Objectives: The objectives of this study are to assess risks of major congenital malformations, spontaneous abortion, elective termination, stillbirth, preterm delivery, small for gestational age infants at birth, or infants who were small for age at one year in pregnancies/infants prenatally exposed to Paxlovid in pregnancy compared to individuals who did not receive this treatment.
Methods: This study involves prospective data from the Organization of Teratology Information Specialists (OTIS) Pregnancy Registry which enrolls pregnant women residing in the U.S. or Canada and captures data through maternal interviews and abstraction of medical records.
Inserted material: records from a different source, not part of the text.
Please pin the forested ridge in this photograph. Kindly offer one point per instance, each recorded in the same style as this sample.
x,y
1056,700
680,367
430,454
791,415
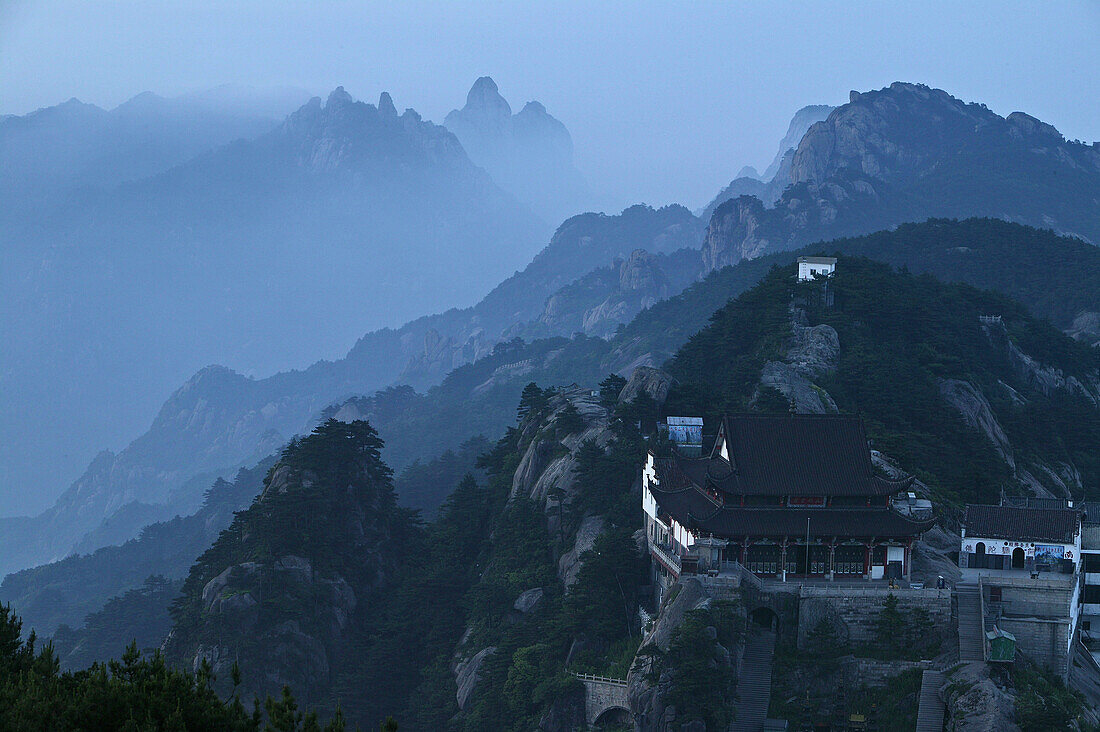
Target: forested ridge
x,y
901,338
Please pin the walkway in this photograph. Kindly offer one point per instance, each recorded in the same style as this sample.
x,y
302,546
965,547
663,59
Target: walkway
x,y
930,714
971,633
754,688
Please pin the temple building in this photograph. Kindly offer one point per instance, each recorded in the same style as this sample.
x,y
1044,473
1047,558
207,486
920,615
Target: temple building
x,y
787,496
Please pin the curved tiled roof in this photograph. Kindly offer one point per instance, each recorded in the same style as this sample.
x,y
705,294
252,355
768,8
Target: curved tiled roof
x,y
801,455
788,455
696,512
1021,524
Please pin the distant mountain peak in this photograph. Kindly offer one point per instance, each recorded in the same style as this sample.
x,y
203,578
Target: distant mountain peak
x,y
529,153
386,105
339,97
484,102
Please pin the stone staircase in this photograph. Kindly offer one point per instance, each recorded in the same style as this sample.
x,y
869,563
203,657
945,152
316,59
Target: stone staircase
x,y
930,714
754,688
971,631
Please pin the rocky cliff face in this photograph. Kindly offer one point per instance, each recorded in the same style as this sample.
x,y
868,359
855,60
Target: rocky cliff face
x,y
908,153
600,302
276,592
219,419
769,186
240,228
530,153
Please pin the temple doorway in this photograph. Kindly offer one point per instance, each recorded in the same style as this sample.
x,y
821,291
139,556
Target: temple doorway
x,y
765,618
979,556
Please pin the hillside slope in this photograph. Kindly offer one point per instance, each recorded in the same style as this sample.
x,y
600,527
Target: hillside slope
x,y
963,388
529,153
908,153
220,421
278,589
264,253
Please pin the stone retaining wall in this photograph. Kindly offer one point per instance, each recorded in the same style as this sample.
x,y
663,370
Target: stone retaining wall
x,y
854,611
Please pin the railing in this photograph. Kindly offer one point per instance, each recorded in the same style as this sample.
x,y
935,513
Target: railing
x,y
662,554
743,570
981,622
600,679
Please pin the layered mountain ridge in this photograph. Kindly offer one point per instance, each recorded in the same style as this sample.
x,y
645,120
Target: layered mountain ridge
x,y
529,153
407,225
908,153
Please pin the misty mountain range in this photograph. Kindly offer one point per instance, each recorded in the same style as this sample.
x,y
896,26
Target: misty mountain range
x,y
898,154
144,242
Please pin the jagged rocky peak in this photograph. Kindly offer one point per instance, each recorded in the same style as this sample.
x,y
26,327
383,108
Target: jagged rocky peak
x,y
484,99
529,153
344,131
800,124
898,131
769,185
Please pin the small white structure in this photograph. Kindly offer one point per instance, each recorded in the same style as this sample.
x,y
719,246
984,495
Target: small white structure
x,y
810,266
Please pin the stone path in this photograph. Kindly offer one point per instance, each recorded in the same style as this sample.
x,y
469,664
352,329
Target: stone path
x,y
971,634
754,688
930,714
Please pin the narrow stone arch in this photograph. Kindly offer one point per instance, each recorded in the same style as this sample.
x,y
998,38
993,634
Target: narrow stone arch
x,y
613,716
605,700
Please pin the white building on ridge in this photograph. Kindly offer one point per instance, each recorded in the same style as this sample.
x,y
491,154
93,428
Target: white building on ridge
x,y
809,266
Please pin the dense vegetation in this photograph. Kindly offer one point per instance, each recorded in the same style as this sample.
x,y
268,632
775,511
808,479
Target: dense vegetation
x,y
1051,276
426,484
139,615
303,563
901,335
66,591
134,692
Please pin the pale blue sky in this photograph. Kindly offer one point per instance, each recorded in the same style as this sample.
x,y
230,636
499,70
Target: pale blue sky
x,y
666,101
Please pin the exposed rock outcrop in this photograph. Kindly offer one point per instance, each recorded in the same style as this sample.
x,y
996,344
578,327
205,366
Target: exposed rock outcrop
x,y
811,353
901,154
976,412
530,153
1086,328
570,563
468,674
270,596
648,380
976,703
Results: Among pregnant women participating in the OTIS Pregnancy Registry as of February 1, 2023, 59 reported exposure to Paxlovid in pregnancy; 25.4% exposed within 30 days prior to last menstrual period and through the first trimester, 42.4% exposed in second trimester, and 32.2% exposed in the third trimester. As of January, 2023, 17 of those enrolled have completed pregnancy outcomes. One was lost to follow-up. Of the remainder, there were no adverse pregnancy outcomes reported.
Conclusions: Very limited data are available on this potentially beneficial treatment in pregnancy. To date, no serious signals for this exposure have been detected.